D is also for Deadlines

My A to Z challenge theme is writing terms. Today is brought to you by the letter D.

D – Dialogue:

The words spoken by the characters of a story.

In order to tell the story, every dialogue needs to have meaning within the story. Whether that is character development in showing their strengths, weaknesses,  their backstory, or foreshadowing, it conveys an integral part of the story otherwise, why is it there? A dialogue can also be a way to share information without sounding like an info dump. Michael Crichton was expert at conveying information within the dialogue. By doing this he also kept the action going in the story, which in turn keeps the reader moving forward!

D -Denouement:

The final outcome of the main complication of a story or play. It usually occurs after the climax and reveals all the secrets and misunderstandings connected to the plot. In other words, you tie up all of your loose ends including that minor character that you left back at camp with a bullet hole in his leg, hoping that the field doctor would arrive in time. Inquiring readers want to know!

D – Draft:

A completed version of a writing which may be rewritten, revised, or polished. Just because you have a draft does not mean you have a publishable manuscript. On the other hand, I need to learn to let go and cut the cord. 

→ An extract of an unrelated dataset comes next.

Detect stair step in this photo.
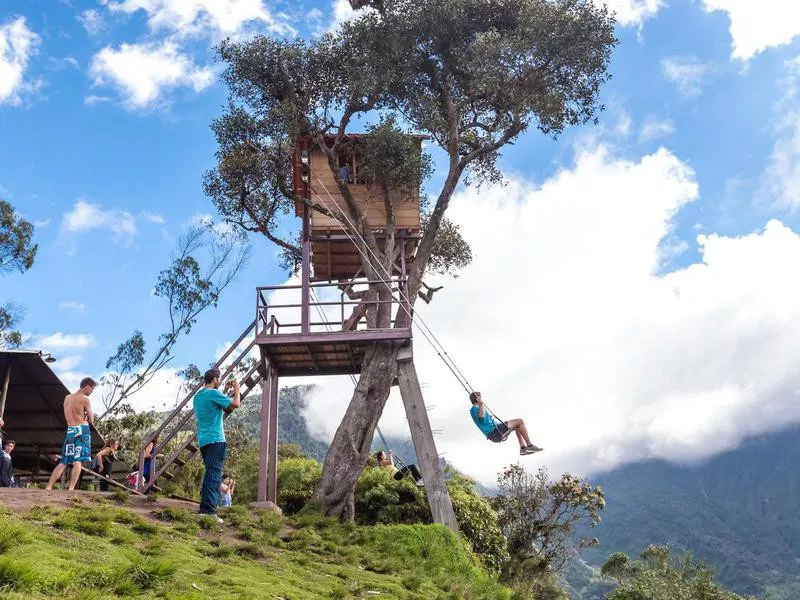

That concludes our lesson for the day. Tomorrow, it’s back to double bird killing. We writers are an evil lot!

Write on my friends, write on!

Till next time,


4 comments on “D is also for Deadlines

  1. Hi there! I just came across this post of yours and your blog in general and I couldn’t help but comment and tell you how much I adore your blog and love this post! Keep up the great work, I am going to follow you so I can keep up with all your new posts!


    • One of my biggest pet peeves is something I observed in movies before I ever knew the term denouement. I can’t remember the name of the TV series that I first realized this, but it had Martin Landau in it. There would be five minutes left in the show, and I would think ‘OH, ok this is a 2 parter. Then BAM! They wrapped everything up tidily in the last five minutes. No lead in, no satisfying lingering over certain aspects of the bad guy getting caught or killed or imprisoned or whatever happened to resolve the show. I’ve seen other series on TV that did the same. I hate that! I’ve read authors that do that and I have to admit, I was shocked when a couple of my reviews said that the ending seemed rushed. That has made me stop and think about it even more.

      Liked by 1 person

      • I agree that things often seem rushed. I will have to add this to my long list of things to think about when writing. Though some may think your book was rushed at the end, I bet others thought it was just right. People are people after all, you can’t please them all.